Maccaferri Limited v Zurich Insurance PLC [2015]

In this case, the Commercial Court provided useful guidance on the proper construction of a notification condition precedent in a public and product liability policy.

The case is also notable as the Court rejected the insurer’s argument that a duty of inquiry should be placed on the insured.

Background

An employee suffered a serious eye injury at work whilst using a Spenax gun. The employee sued his employer who, in turn, sued the Insured, Maccaferri Limited, who had hired the gun to the employer.

The employee’s accident occurred on 22 September 2011. The Insured received a solicitor’s letter almost two years later, on 18 July 2013, informing it that a claim was to be brought against it by the employer. The Insured notified its public and product liability insurer, Zurich a few days later on 22 July 2013.

The Insurer declined to provide an indemnity on the basis that the Insured had failed to comply with a condition precedent relating to notification which said:

“The Insured shall give notice in writing to the Insurer as soon as possible after the occurrence of any event likely to give rise to a claim with full particulars thereof.”

The Insurer argued that the Insured should have given notice by October 2011 (shortly after the accident occurred) or by June 2012.
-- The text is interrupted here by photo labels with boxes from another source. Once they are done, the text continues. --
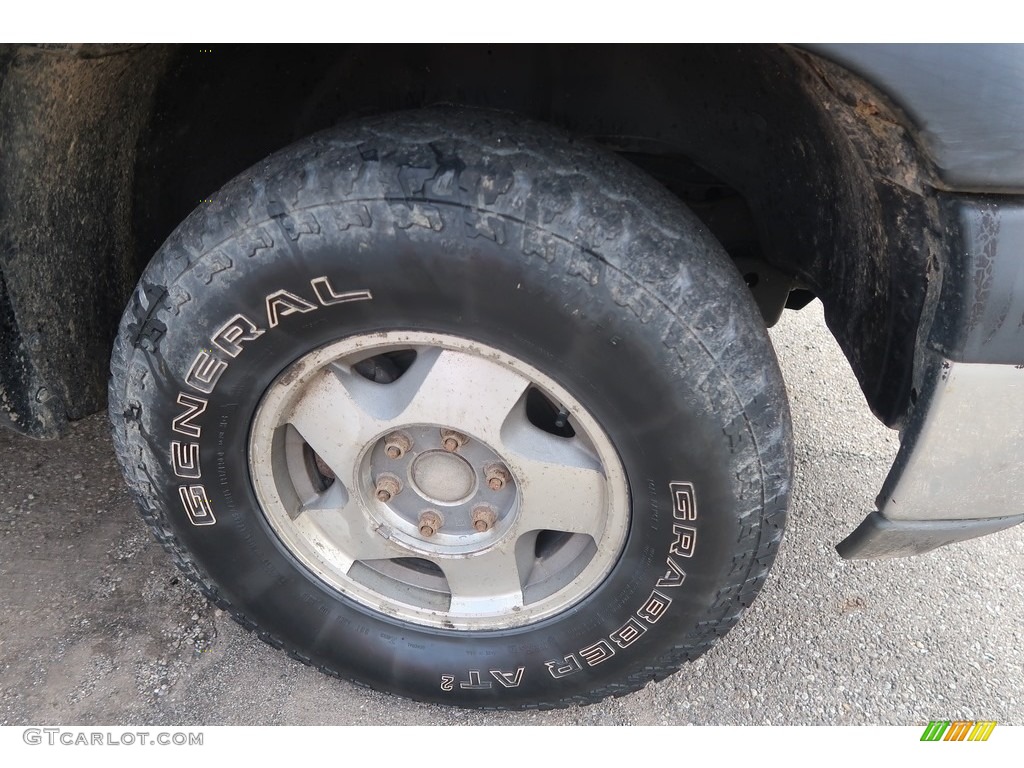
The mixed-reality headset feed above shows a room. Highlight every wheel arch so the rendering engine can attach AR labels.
[0,45,945,436]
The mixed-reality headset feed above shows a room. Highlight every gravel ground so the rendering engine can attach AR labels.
[0,302,1024,725]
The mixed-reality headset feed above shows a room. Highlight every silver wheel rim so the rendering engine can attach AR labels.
[249,332,630,630]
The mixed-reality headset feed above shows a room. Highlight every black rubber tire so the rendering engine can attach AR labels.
[110,110,792,709]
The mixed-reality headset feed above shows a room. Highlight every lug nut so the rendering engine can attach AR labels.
[377,475,401,503]
[384,432,413,459]
[441,429,469,454]
[473,507,498,534]
[483,464,512,490]
[420,509,441,539]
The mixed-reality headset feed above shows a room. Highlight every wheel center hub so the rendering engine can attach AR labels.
[410,451,476,504]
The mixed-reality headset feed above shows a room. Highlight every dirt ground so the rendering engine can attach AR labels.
[0,303,1024,725]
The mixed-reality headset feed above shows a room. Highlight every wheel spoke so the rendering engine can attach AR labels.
[502,410,607,541]
[394,348,529,444]
[436,545,522,614]
[288,366,388,488]
[297,483,409,573]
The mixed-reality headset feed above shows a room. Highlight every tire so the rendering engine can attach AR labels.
[110,110,792,709]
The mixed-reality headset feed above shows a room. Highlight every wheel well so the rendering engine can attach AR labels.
[0,45,940,436]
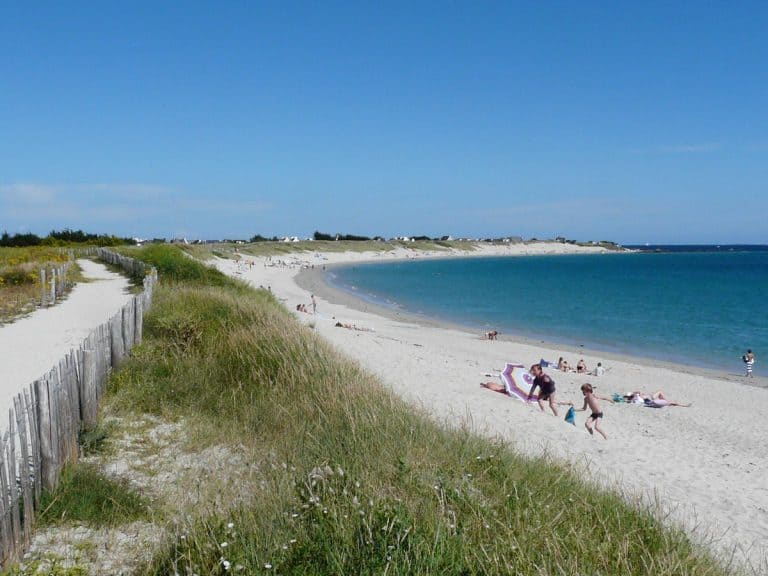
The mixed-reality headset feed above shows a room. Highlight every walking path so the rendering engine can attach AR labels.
[0,260,130,418]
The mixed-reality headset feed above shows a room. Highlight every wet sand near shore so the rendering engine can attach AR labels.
[216,246,768,571]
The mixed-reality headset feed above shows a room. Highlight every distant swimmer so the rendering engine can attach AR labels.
[741,350,755,378]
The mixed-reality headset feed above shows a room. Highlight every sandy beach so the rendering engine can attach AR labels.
[0,260,130,424]
[216,243,768,572]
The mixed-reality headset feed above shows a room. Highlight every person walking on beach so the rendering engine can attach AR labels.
[528,364,558,416]
[742,350,755,378]
[578,384,608,440]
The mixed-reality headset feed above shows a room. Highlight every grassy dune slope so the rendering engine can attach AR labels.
[108,247,727,576]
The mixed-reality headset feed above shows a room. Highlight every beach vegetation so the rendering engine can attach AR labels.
[94,246,728,576]
[0,228,135,248]
[0,246,83,324]
[37,462,148,527]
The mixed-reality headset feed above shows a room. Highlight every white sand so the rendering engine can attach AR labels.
[217,244,768,571]
[0,260,131,418]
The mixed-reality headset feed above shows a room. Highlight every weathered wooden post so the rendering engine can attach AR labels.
[34,378,56,490]
[40,268,48,306]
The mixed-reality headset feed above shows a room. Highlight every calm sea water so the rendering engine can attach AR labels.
[329,248,768,375]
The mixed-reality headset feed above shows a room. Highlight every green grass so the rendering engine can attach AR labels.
[78,421,115,456]
[37,463,147,527]
[0,246,83,323]
[174,240,477,260]
[103,247,728,576]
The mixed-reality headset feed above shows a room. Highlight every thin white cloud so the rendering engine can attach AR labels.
[0,182,271,229]
[0,182,57,204]
[657,142,722,154]
[0,182,174,205]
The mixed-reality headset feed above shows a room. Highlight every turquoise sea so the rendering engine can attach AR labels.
[328,247,768,376]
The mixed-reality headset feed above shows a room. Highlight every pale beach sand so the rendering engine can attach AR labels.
[216,244,768,572]
[0,260,130,418]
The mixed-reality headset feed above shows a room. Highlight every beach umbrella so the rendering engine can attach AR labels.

The Insurer also argued that the use of the words “as soon as possible” indicated that the obligation to notify arises when an Insured could with reasonable diligence discover that an event was likely to give rise to a claim. The Insurer argued that this wording put an obligation on the Insured to proactively investigate whether a claim was likely, which the Insured here had failed to do.

Decision

In both instances, the Court (Mr Justice Knowles) rejected the Insurer’s arguments and found for the Insured. The Insurer was therefore obliged to indemnity the Insured.

Mr Justice Knowles held that the notification requirement of an event “likely to give rise to a claim” meant that there needed to be at least a “fifty percent chance that a claim against the Claimant would eventuate”. The Court held that the wording was merely a reference to the promptness with which notice should be given and did not indicate an implied duty of reasonable inquiry. Mr Justice Knowles held that there was “no room…for…a continuing or “rolling assessment” of claims being made against the Insured.

Applying the terms of the policy to the facts of the case, Mr Justice Knowles held that at the time of the accident, there had not been at least a 50% chance that a claim against the Insured would eventuate; it had only been a possibility. The accident could have been as a result of the fault of the gun, the fault in the use or no fault at all. The Court also found that the reference to the likely involvement of the Health & Safety Executive or forensic testing on the gun did not indicate that there was anything more than a possibility of a claim. The Court broadly accepted that a claim might still have been likely if it were a bad or vexatious claim, but this would depend upon the facts and did not aid the Insurer here.

Comment

This decision serves as a useful reminder for both insurers and policyholders that it is important to set out notice provisions in detail so as not to leave room for interpretation in the event of a dispute. This is particularly crucial when notifications are expressed to be a condition precedent, where any failure to comply means that the insurer can legitimately refuse a claim.

Parties must also consider carefully what wording to use in a notification clause. It is possible that this case may have been decided differently if the Insured was obliged to notify an event which “may give rise to a claim” as opposed to an event which was “likely to give rise to a claim” or a “circumstance” as opposed to an “event”.

This case will provide some comfort to policyholders when they are faced with an event where causation is not immediately ascertainable - there is no duty on a policyholder to proactively investigate. However, it will be interesting to see how the Court intends to reconcile this with the new duty of fair presentation under the Insurance Act 2015. This new duty will require policyholders to present every material circumstance which would influence the judgement of a prudent insurer or put the prudent insurer on notice when assessing a risk.